# Veetle Pulled Steaming Video Channel, Any Other Free Sites?



## Blue CheeseHead (Jul 14, 2008)

I guess Versus got wise to Veetle. Where else can one stream the Tour?


----------



## danl1 (Jul 23, 2005)

Blue CheeseHead said:


> I guess Versus got wise to Veetle. Where else can one stream the Tour?
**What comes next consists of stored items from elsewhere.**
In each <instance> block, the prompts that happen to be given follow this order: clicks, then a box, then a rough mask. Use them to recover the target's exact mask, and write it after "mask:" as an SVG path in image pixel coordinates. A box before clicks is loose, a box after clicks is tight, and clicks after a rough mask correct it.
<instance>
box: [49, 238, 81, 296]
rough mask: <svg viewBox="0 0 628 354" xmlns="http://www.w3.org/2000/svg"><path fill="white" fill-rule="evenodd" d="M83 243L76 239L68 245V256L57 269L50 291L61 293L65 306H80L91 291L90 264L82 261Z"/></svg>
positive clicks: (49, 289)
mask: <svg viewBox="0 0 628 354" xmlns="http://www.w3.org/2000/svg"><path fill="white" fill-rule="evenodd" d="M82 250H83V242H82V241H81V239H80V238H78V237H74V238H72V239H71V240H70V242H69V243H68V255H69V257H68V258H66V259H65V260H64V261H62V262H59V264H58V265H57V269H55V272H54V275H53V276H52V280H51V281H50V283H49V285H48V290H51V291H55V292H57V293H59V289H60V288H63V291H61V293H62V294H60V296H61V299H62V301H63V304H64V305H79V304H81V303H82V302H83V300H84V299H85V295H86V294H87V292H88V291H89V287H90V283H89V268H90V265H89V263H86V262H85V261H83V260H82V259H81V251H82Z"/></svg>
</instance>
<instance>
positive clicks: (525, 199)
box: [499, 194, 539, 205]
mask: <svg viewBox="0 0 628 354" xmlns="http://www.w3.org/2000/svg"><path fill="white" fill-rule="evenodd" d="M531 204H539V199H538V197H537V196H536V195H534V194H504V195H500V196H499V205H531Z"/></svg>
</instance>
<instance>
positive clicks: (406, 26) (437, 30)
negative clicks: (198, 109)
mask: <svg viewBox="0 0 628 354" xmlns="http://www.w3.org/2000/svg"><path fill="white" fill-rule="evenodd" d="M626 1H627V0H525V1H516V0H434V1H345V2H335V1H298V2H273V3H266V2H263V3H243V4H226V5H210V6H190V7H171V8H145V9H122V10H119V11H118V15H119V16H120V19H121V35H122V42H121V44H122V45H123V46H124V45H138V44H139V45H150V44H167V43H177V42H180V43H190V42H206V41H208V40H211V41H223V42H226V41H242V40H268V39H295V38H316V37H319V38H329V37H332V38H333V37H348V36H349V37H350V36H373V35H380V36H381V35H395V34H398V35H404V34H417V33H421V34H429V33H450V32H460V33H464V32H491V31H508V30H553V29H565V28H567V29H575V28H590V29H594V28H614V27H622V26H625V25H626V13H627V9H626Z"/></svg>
There is vs itself, though the free quality ain't all that.


----------



## Len J (Jan 28, 2004)

http://tvsport.ucoz.com/index.html

This works well


----------



## j3fri (Dec 31, 2006)

cyclingfans lots links


----------



## Blue CheeseHead (Jul 14, 2008)

Len J said:


> http://tvsport.ucoz.com/index.html
> 
> This works well


Thanks Len :thumbsup:


----------



## KenS (Jan 28, 2004)

*lots of links here*

http://www.steephill.tv/tour-de-france/


----------



## macalu (Jan 16, 2003)

+1 for cyclingfans.com. I've had good luck with Eurosport and RAI Due.


----------



## PaleAleYum (Jan 12, 2006)

*Its back........ thankfully*



Blue CheeseHead said:


> I guess Versus got wise to Veetle. Where else can one stream the Tour?


Missed the high quality resolution this AM


----------